P-erymk41(+) are an origin of predominant myelopoiesis. (A-B) Schematic process of the progenitor assay. (C) Morphology (May-Grunwald Giemsa staining) of sorted progenitor cells. Representative cells from GATA1-wild-type clones (WT-clones) and GATA1-mutated clones (G1s-clones) from transient abnormal myelopoiesis (TAM)-induced pluripotent stem cell (TAM-iPSC) lines are shown. Scale bars, 25 mm. (D-E) Number of lineage cells derived from 1x104 sorted (D) P-erymk41(+) (CD34+CD43+CD235-CD11b-CD71+CD41+) and (E) P-erymk41(-) of each clone under myeloid lineage-specific differentiation condition. (D) P-values compare Ery (erythrocytes), Meg (megakaryocytes), Megablast (magakaryoblasts), and Mye (myeloids) between WT and G1s Ts21-embryonic stem cells (Ts21-ESC): P=0.6777, P=0.0153, P=0.0121 and P<0.0001; and between WT and G1s TAM-iPSC: P=0.0603, P=0.8109, P=0.1407 and P=0.0018, respectively. (E) P-values compare Ery, Meg, Megablast, and Mye between WT and G1s Ts21-ESC: P=0.0806, P=0.6408, P=0.6860 and P=<0.0001; and between WT and G1s TAM-iPSC: P=0.0071, P=0.0087, P=0.5668 and P<0.0001, respectively. Student’s t-test.
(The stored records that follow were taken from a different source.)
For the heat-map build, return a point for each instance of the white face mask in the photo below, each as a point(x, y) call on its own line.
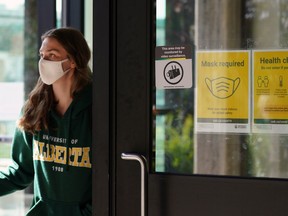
point(51, 71)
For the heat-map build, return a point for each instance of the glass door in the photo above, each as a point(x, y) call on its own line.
point(198, 88)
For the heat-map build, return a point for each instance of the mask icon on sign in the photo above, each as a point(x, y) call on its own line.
point(222, 87)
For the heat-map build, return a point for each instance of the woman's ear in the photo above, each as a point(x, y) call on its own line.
point(72, 64)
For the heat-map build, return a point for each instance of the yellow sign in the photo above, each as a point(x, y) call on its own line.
point(223, 88)
point(270, 87)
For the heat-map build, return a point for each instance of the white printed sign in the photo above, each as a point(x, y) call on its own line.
point(173, 67)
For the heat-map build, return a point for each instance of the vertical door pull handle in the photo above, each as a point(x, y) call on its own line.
point(143, 164)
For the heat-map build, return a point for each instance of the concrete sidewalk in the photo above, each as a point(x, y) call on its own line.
point(15, 204)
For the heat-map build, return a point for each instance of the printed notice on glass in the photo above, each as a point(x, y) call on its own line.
point(222, 91)
point(173, 67)
point(270, 91)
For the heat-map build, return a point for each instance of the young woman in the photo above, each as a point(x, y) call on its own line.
point(52, 143)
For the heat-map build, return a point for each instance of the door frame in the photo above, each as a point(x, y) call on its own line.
point(119, 103)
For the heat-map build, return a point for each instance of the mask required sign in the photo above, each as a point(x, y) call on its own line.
point(173, 67)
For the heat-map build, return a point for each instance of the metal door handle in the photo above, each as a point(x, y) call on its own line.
point(142, 160)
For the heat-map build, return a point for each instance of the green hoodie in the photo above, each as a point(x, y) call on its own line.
point(58, 160)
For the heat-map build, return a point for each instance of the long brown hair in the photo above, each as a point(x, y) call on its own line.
point(41, 98)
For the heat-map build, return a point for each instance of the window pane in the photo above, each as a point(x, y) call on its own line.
point(233, 120)
point(11, 90)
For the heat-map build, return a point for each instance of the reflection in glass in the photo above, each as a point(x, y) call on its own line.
point(216, 25)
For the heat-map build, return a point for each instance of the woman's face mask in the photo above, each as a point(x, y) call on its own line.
point(51, 71)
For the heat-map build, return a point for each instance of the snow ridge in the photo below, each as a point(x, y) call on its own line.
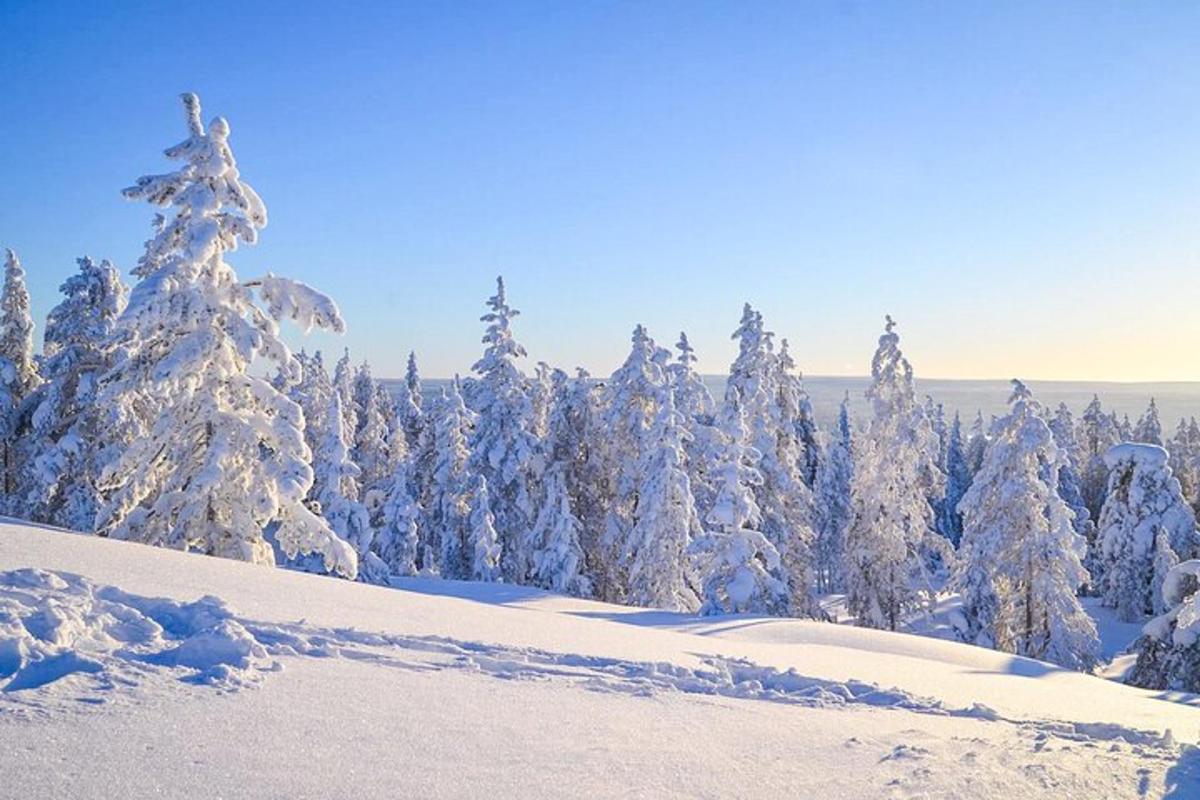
point(57, 626)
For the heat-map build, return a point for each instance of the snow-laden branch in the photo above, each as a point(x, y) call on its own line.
point(287, 299)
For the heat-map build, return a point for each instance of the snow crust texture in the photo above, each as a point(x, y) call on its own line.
point(57, 626)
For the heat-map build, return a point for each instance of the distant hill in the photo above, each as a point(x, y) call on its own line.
point(1175, 400)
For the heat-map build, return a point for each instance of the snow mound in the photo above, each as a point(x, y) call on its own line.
point(57, 626)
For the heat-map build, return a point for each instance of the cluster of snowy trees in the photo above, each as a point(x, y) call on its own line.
point(173, 414)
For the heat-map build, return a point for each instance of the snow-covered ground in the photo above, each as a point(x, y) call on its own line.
point(135, 672)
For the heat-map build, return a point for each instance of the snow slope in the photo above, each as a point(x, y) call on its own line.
point(135, 672)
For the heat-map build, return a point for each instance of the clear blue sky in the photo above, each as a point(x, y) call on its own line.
point(1018, 184)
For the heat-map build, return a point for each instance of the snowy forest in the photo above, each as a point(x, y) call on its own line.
point(173, 414)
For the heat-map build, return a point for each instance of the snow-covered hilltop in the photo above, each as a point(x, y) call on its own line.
point(153, 673)
point(173, 414)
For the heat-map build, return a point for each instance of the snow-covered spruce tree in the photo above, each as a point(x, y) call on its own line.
point(213, 455)
point(556, 555)
point(1168, 650)
point(891, 546)
point(1165, 559)
point(1185, 450)
point(738, 563)
point(695, 403)
point(1097, 432)
point(412, 419)
point(503, 446)
point(541, 400)
point(343, 385)
point(795, 400)
point(312, 392)
point(1062, 426)
point(958, 480)
point(448, 506)
point(835, 479)
point(1144, 499)
point(18, 378)
point(1020, 559)
point(1149, 429)
point(936, 415)
point(64, 429)
point(397, 540)
point(977, 444)
point(339, 498)
point(633, 395)
point(666, 522)
point(769, 397)
point(371, 449)
point(1123, 426)
point(483, 543)
point(576, 443)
Data are presented as the mean + standard devaition. *P<0.05, **P<0.01, ***P<0.001; no mark: not significant; n = 3-7. (F) Fold changes of the total cell number calculated from the ratio of each G1s-clone per WT-clone on day 16. P-values compare Ts21-ESC, TAM-iPSC between P-erymk 41(+) and P-erymk 41(-): P<0.001 and TAM-iPSC (-): P=0.021279, respectively. Multiple comparisons using the Holm-Sidak method. Data are presented as the mean + standard devaition. *P<0.05, **P<0.01 and ***P<0.001; n = 3-7. (G) Graphical schematic showing the impact of GATA1 mutation on P-erymk41(+) in our hematopoietic system.